TOKYO - Shares of Konica Minolta had their biggest gain since the 2003 merger, after the company said it would stop making cameras after more than a century in the business to focus on printers.
The stock gained 8 per cent to 1380 ($17.5) on the Tokyo Stock Exchange.
Konica Minolta also plans to sell part of its single-lens reflex camera business to Sony Corp to focus on its profitable office equipment business. Sony shares gained 2.9 per cent to 5040.
Konica Minolta also named Yoshikatsu Ota, who heads the company's most profitable business equipment division, to take over as president. The company has struggled in the camera business as rivals such as Canon cut prices to gain share in the US$13 billion ($19 billion) digital camera market.
"Old Japanese companies tend to stick to business that they started, so it's a positive move because they finally gave it up to improve profit," said Koji Nakatsuka at RCM Japan.

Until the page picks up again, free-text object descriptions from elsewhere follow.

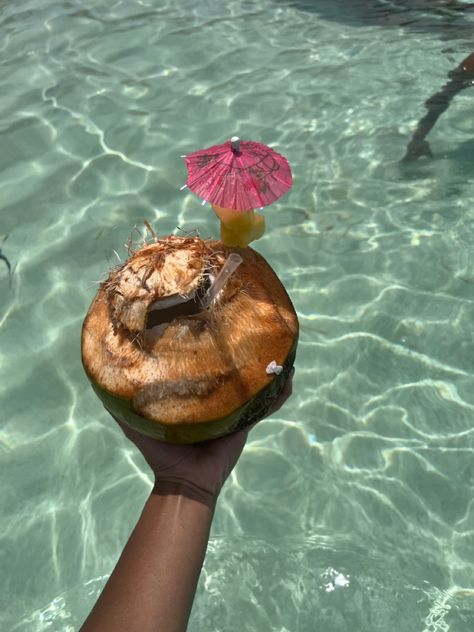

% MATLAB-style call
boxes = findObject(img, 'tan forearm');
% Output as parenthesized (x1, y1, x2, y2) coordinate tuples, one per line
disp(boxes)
(80, 485, 215, 632)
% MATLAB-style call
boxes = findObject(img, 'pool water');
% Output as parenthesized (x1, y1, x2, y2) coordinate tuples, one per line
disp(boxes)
(1, 0, 474, 630)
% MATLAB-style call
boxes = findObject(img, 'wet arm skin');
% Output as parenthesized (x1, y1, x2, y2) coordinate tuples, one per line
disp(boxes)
(80, 372, 293, 632)
(80, 483, 217, 632)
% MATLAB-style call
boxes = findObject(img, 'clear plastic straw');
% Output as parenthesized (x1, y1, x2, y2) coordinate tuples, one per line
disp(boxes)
(202, 253, 243, 308)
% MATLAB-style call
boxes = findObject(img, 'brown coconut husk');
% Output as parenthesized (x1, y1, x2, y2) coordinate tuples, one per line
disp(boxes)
(81, 234, 298, 443)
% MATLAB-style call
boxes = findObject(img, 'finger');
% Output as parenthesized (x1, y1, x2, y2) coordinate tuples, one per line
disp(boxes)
(105, 408, 156, 448)
(264, 368, 294, 417)
(281, 368, 294, 398)
(105, 408, 134, 438)
(202, 427, 250, 478)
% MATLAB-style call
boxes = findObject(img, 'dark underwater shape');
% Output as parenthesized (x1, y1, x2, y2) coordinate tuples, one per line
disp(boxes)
(0, 235, 11, 275)
(402, 52, 474, 162)
(278, 0, 474, 39)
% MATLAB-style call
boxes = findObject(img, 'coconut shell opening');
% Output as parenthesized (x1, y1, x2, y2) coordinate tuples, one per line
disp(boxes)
(81, 235, 298, 443)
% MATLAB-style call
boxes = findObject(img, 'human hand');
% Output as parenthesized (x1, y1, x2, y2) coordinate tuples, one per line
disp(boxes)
(111, 370, 294, 506)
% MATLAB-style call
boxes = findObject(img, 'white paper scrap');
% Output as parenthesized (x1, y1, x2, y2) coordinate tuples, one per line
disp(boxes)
(266, 360, 283, 375)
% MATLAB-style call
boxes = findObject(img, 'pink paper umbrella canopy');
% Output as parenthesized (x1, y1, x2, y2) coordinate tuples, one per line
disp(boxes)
(182, 137, 293, 211)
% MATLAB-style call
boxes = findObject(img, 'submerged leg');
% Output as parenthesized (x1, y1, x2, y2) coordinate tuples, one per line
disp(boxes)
(402, 52, 474, 162)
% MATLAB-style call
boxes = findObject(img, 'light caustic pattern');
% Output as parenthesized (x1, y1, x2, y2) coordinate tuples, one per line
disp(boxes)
(2, 0, 474, 630)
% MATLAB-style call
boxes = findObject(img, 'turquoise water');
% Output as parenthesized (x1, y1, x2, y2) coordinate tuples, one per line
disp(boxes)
(1, 0, 474, 629)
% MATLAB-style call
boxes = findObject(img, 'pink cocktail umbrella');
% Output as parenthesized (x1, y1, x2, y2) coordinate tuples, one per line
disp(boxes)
(182, 137, 292, 211)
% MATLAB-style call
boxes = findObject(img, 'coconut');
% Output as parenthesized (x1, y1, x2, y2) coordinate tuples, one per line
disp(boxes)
(81, 235, 298, 443)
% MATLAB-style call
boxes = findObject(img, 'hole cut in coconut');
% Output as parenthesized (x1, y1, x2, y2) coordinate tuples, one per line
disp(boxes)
(144, 272, 212, 341)
(144, 252, 243, 342)
(146, 291, 205, 329)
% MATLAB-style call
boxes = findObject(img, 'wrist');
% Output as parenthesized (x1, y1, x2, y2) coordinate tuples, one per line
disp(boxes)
(151, 479, 217, 510)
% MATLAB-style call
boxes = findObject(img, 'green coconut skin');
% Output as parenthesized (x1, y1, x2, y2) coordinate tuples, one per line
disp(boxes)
(87, 342, 297, 444)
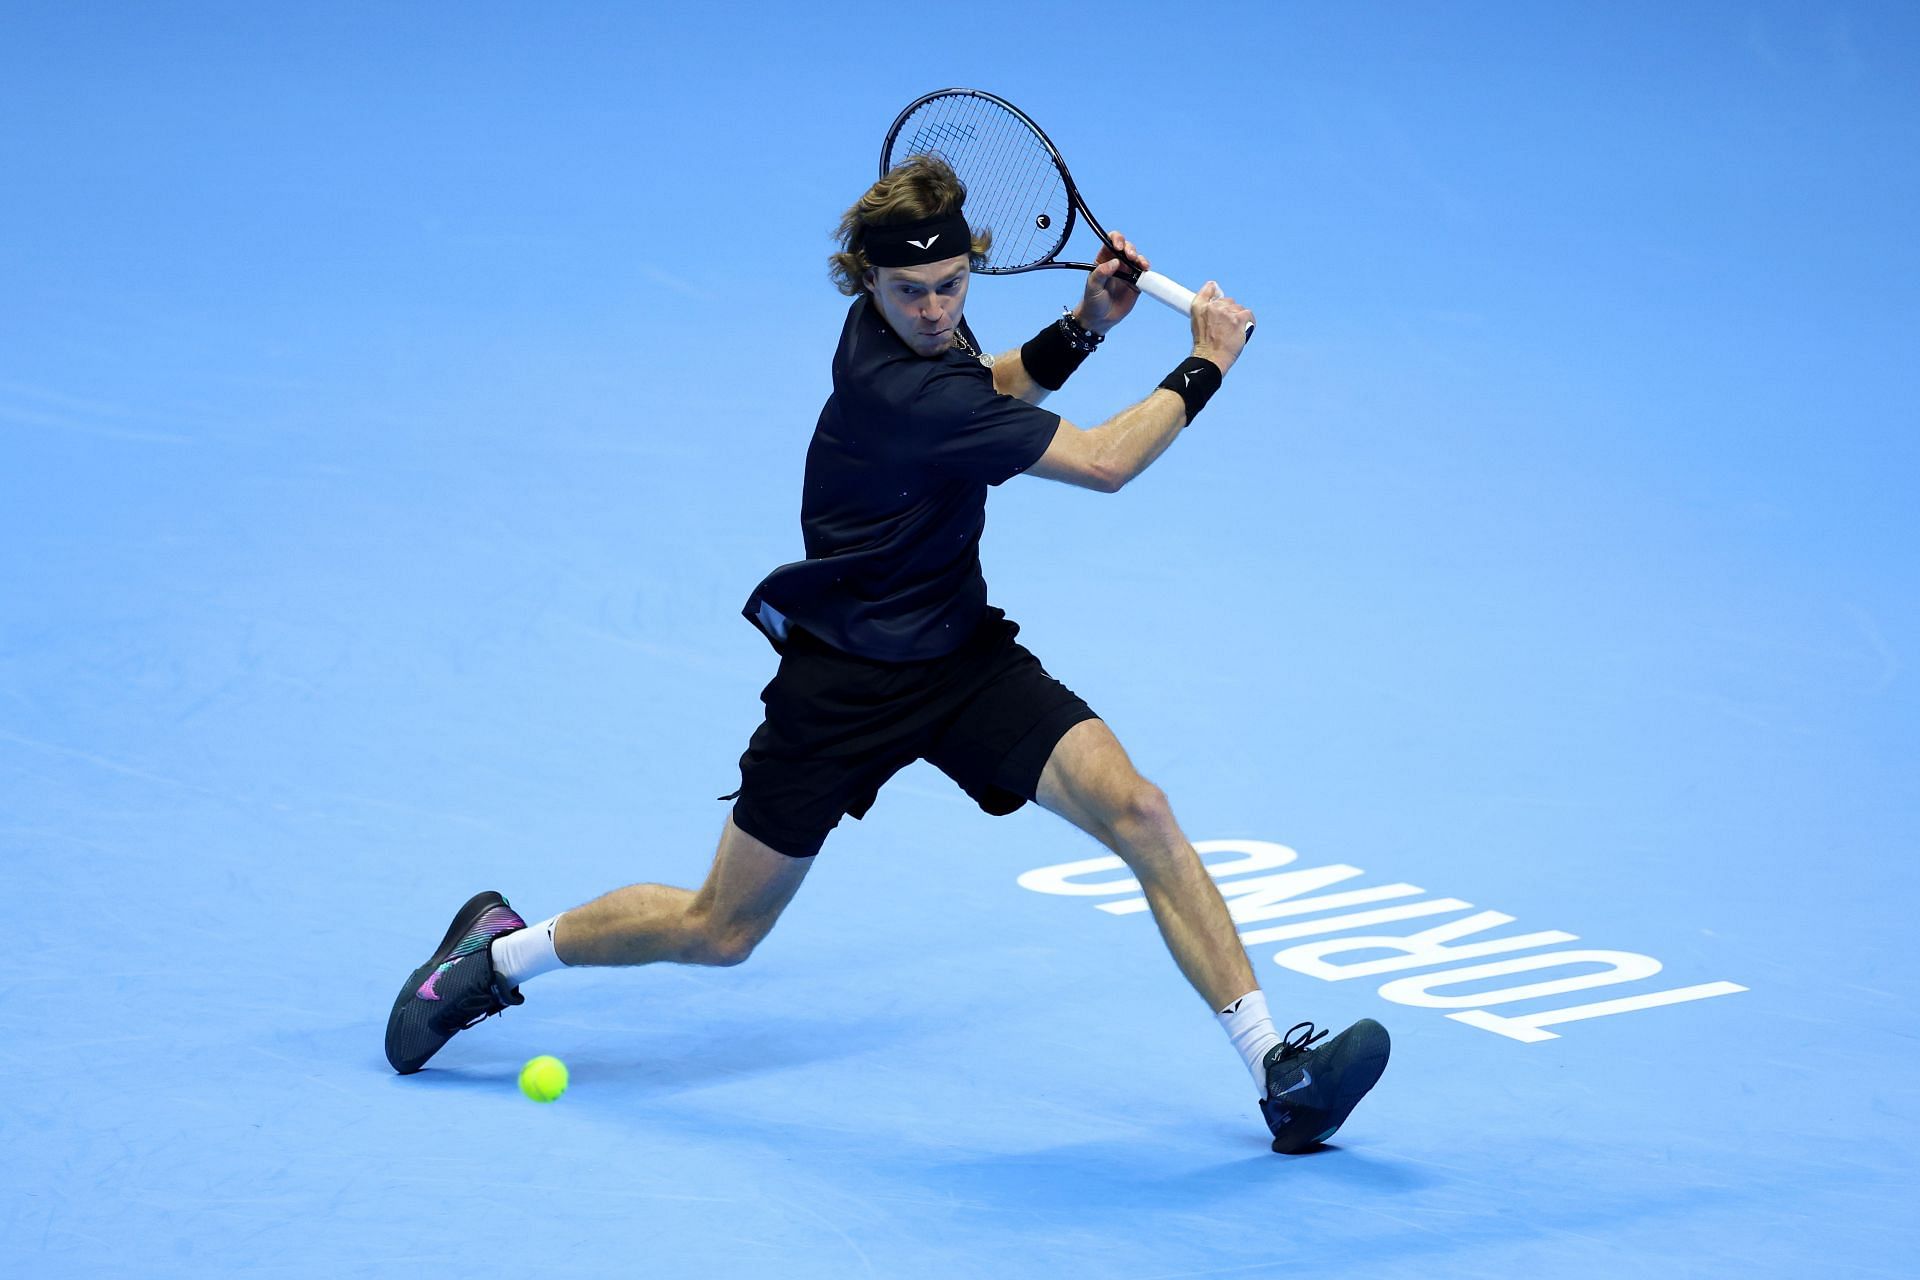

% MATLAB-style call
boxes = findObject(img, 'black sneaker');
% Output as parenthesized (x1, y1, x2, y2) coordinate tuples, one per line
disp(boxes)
(385, 891, 527, 1074)
(1259, 1018, 1391, 1154)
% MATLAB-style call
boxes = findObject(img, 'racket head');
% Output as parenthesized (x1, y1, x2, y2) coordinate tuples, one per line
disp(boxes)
(880, 88, 1083, 275)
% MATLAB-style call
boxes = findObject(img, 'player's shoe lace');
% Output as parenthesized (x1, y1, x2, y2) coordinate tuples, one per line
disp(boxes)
(446, 973, 517, 1032)
(1273, 1021, 1329, 1061)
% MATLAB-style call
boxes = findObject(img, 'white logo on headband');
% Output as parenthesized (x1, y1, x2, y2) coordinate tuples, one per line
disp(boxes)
(906, 234, 941, 250)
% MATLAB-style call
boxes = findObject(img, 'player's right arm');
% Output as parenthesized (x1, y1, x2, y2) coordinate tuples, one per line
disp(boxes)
(1023, 284, 1255, 493)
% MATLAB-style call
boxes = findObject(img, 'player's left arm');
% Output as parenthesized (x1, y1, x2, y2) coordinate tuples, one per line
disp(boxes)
(992, 233, 1150, 406)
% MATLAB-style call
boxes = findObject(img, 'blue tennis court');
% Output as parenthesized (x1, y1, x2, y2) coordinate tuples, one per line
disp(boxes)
(4, 4, 1915, 1276)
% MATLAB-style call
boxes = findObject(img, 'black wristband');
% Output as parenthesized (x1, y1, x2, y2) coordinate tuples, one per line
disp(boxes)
(1160, 356, 1223, 422)
(1020, 311, 1103, 391)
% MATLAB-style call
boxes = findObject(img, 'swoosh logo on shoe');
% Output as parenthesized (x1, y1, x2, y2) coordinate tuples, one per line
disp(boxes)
(417, 960, 456, 1001)
(1275, 1068, 1313, 1098)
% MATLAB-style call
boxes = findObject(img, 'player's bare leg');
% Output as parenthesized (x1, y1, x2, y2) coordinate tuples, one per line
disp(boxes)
(554, 817, 813, 968)
(1034, 718, 1253, 1009)
(1034, 717, 1389, 1151)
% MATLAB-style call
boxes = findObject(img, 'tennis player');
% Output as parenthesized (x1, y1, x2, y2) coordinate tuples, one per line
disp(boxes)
(385, 156, 1389, 1153)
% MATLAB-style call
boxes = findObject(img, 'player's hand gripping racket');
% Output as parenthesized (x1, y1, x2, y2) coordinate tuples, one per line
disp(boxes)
(882, 88, 1252, 337)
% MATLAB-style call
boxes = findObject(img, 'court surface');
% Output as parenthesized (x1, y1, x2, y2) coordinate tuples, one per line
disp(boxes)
(4, 4, 1916, 1276)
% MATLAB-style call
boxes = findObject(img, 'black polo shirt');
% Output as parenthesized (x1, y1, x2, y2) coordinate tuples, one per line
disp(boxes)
(743, 294, 1061, 662)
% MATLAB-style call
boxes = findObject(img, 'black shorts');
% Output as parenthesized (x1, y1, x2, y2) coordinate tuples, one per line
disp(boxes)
(727, 608, 1097, 858)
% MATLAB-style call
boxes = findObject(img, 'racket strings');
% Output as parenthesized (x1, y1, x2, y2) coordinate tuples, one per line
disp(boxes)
(888, 94, 1070, 272)
(966, 105, 1063, 267)
(965, 95, 1049, 251)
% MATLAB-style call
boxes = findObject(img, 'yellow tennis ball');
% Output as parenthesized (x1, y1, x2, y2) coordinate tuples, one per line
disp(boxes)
(518, 1055, 569, 1102)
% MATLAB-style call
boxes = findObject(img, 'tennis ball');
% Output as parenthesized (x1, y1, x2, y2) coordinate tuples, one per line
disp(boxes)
(518, 1054, 569, 1102)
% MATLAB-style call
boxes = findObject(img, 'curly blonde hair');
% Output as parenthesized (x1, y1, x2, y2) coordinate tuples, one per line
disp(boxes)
(828, 154, 992, 296)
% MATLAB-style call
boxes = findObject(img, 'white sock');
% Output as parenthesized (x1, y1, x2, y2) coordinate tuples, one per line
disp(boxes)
(1218, 989, 1284, 1096)
(490, 914, 567, 987)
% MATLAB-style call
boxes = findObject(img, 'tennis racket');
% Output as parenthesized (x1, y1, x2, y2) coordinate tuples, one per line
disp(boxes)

Tokyo-based Konica Minolta forecasts a 47 billion ($597 million) loss in the year ending March 31, from a 7.52 billion profit a year ago.
Konica, which started making cameras in 1903 was established in 1873. Minolta was founded in 1928.
Konica Minolta said it would cut about 3700 jobs, or 11 per cent of its workforce, by September 2007. About 3200 jobs will be eliminated at the photo-imaging division, and about 500 jobs will be shed through early retirement, the company said.
Konica Minolta will continue to make lenses for single-lens reflex models made at its venture with Sony.
Nikon and Canon control about 80 per cent of the world's market for digital SLRs.
Global shipments of digital cameras are expected to reach 65 million this year, says industry researcher Camera & Imaging Products Association.
Konica Minolta expects to ship 2.03 million digital cameras, accounting for about 3 per cent of the market.